# Bilobed Flap



## Sarahp941 (Aug 22, 2017)

I need some help! How do I measure a bilobed flap (all locations-check, nose, etc)? Do you measure defect and total area, then add them together? This is the only flap I am having trouble with. I get conflicting information that you must measure each "defect" that is repaired within the flap itself. Thanks in advance! 
The Physician gave me this hypothetical example:
Final defect 5x5
Final length 10x10 = 100sq cm total


----------



## CatchTheWind (Aug 30, 2017)

You combine the sizes of both parts of the flap and code them as one.


----------



## Sarahp941 (Sep 14, 2017)

CatchTheWind said:


> You combine the sizes of both parts of the flap and code them as one.

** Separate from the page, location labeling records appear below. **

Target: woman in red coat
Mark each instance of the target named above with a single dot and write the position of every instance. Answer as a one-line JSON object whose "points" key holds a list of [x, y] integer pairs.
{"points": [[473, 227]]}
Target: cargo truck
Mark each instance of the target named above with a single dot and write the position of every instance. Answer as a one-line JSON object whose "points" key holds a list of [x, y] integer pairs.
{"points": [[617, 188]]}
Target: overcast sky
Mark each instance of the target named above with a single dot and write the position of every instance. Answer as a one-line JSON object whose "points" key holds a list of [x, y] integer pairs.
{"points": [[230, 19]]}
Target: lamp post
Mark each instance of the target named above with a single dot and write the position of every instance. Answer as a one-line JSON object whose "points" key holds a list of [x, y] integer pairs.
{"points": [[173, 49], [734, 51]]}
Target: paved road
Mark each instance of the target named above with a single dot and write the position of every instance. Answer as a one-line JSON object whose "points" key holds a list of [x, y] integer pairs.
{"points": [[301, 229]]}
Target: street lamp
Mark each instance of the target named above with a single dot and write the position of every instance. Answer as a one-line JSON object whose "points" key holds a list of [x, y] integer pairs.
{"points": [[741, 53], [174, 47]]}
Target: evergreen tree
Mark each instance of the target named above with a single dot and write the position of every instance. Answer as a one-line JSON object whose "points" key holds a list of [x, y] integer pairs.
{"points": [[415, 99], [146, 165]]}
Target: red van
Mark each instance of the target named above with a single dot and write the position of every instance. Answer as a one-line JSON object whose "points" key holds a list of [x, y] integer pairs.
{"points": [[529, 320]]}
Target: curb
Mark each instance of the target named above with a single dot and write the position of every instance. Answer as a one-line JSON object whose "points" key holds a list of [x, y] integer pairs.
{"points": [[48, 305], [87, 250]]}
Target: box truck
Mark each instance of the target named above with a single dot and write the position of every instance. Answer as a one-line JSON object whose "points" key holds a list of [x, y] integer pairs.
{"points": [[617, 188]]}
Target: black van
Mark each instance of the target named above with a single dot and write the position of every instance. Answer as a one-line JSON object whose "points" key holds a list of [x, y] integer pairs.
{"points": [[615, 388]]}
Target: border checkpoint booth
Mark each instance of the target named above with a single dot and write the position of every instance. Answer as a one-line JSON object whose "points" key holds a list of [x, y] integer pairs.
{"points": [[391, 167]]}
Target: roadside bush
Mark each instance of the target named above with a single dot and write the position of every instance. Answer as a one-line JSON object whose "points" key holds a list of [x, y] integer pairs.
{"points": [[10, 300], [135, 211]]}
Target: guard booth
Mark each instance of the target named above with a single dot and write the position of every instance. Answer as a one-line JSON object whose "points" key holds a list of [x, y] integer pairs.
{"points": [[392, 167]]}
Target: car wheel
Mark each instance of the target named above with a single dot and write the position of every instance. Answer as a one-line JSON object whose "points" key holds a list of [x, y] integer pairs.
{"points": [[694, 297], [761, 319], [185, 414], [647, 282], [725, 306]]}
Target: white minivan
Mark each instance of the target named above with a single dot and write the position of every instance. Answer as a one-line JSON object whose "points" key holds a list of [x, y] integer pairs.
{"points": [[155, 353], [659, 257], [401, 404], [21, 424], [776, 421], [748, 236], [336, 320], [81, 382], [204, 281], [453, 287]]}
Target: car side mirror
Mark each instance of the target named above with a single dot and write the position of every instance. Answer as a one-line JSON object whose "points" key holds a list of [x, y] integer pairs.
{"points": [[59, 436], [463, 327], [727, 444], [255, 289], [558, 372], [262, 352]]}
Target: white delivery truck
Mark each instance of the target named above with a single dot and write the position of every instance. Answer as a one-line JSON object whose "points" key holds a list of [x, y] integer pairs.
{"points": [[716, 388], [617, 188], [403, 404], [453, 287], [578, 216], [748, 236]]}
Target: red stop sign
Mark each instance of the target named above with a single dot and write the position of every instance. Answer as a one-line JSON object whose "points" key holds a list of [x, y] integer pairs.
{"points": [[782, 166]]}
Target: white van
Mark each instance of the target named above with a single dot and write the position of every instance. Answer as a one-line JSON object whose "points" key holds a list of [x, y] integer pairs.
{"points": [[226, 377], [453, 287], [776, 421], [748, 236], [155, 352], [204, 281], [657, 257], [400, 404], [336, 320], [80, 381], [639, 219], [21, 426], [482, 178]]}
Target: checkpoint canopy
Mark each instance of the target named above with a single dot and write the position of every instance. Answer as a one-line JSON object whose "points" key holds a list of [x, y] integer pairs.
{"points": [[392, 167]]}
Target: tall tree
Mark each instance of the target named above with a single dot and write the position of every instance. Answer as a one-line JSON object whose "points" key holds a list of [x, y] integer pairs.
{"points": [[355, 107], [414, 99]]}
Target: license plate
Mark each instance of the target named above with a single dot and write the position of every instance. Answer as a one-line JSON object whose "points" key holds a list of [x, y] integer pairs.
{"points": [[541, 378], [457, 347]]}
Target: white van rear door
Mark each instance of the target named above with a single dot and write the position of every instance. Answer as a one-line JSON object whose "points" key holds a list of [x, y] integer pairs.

Thank you for your response, but I am sorry to ask you to elaborate a little more. My Physician seems to think if final defect is 5x5=25 and final repair is 10x10=100sq cm, then the flap is 75. Basically taking the difference between. I feel like I am missing something, but it doesn't seem right to me. I am very confused as to how to get the measurement of the flap. Thanks again for your help!


----------



## CatchTheWind (Sep 16, 2017)

How big was the actual flap?  This is what you should be coding.  (The defect and repair size don't count (but nor do they get subtracted), just the size of the flap itself.)


----------



## elsaee87 (Jun 2, 2021)

Transposition or rotation flaps (14XXX series) are based on the size of the defect. So if the defect is 30sq cm, and the bilobed flap requires two flaps (one to close the defect, one to close the skin 'donor' site), then double the defect size to 60 sq cm (or 14301)? Is that correct?


----------